夜×裏 -運命のヒト-




「大丈夫。
ってかもう起きたし帰るね。」




そう言った瞬間、育斗が腕に力を入れて抱しめてきた。



育「…まだいいだろ。
それよりなんで寝不足なんだ?

仕事終わってから何かしてるわけでもねぇだろ?」



「それは……。」



今度こそ余計な事は言わない。
あの人の時は流されたけど、今度こそは自分でなんとかする。



「何もないですよ。」



育「はぁー…。
何もなかったらそんなんにならねぇだろーが。
白状しろ。」



「だから…」



育「俺は一生若葉の傍にいる。
だから教えてくれよ…。


知りたいんだ、若葉の事が……。」




耳元で少し悲しげな声で囁かれた。
そんなことされたらもう流されるしかないでしょ…




「…夢を見るんです。

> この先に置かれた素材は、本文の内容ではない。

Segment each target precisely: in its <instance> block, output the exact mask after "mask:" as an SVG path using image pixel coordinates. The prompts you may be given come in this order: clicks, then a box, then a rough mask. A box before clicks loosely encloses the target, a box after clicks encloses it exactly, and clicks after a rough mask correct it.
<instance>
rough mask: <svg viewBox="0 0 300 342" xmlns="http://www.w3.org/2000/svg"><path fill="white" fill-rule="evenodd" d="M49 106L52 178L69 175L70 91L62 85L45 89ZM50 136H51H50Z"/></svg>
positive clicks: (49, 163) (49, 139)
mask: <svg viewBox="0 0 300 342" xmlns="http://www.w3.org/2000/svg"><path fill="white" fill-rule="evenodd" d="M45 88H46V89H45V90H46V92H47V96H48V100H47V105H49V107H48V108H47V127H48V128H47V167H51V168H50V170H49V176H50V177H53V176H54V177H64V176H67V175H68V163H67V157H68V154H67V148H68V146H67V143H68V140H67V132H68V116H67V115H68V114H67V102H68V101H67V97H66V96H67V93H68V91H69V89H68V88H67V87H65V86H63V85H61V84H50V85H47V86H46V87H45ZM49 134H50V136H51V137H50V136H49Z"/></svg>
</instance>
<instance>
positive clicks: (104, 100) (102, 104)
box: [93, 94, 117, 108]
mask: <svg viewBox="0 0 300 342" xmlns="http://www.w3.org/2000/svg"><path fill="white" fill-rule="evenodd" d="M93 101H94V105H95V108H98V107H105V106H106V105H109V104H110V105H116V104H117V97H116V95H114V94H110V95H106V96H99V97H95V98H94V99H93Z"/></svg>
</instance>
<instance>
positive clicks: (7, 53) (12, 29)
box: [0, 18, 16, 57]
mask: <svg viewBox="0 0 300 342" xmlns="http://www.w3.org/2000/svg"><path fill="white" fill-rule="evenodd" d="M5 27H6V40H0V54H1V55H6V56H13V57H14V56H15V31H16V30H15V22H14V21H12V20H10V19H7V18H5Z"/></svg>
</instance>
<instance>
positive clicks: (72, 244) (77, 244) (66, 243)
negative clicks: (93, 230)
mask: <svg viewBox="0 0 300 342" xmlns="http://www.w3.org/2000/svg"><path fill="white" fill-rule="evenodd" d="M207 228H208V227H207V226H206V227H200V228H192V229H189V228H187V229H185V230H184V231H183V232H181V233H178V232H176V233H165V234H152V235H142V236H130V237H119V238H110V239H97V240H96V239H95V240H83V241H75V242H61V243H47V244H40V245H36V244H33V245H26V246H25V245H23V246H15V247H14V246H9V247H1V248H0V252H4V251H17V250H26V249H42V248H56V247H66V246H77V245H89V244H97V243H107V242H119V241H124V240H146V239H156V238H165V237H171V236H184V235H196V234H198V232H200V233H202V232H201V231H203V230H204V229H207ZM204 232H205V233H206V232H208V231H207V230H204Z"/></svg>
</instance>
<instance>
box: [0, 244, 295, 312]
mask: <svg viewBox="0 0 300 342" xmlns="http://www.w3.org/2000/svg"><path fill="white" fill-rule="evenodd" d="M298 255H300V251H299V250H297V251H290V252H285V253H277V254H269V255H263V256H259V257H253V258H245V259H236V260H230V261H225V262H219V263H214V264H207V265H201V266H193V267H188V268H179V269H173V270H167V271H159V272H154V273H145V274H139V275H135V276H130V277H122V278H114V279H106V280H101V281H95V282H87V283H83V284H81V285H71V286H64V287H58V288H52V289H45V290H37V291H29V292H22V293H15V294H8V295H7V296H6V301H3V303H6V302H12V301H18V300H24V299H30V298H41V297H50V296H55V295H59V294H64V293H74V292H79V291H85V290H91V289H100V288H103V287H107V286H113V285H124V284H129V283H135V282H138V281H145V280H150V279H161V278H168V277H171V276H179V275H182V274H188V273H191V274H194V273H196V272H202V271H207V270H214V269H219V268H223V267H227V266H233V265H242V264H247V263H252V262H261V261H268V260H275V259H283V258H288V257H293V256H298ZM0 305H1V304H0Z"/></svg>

」



育「夢?」



「あの頃の…虐待されてた時の……。
最近では夢だけじゃなくて、幻聴とかも聞こえてくるの。


家1人だから…閉じ込められてた時のこととか、殴られてた時の事とか考えたり…。」






育斗にさらにぎゅっと強く抱しめられて、自分の体が震えていることに気づいた。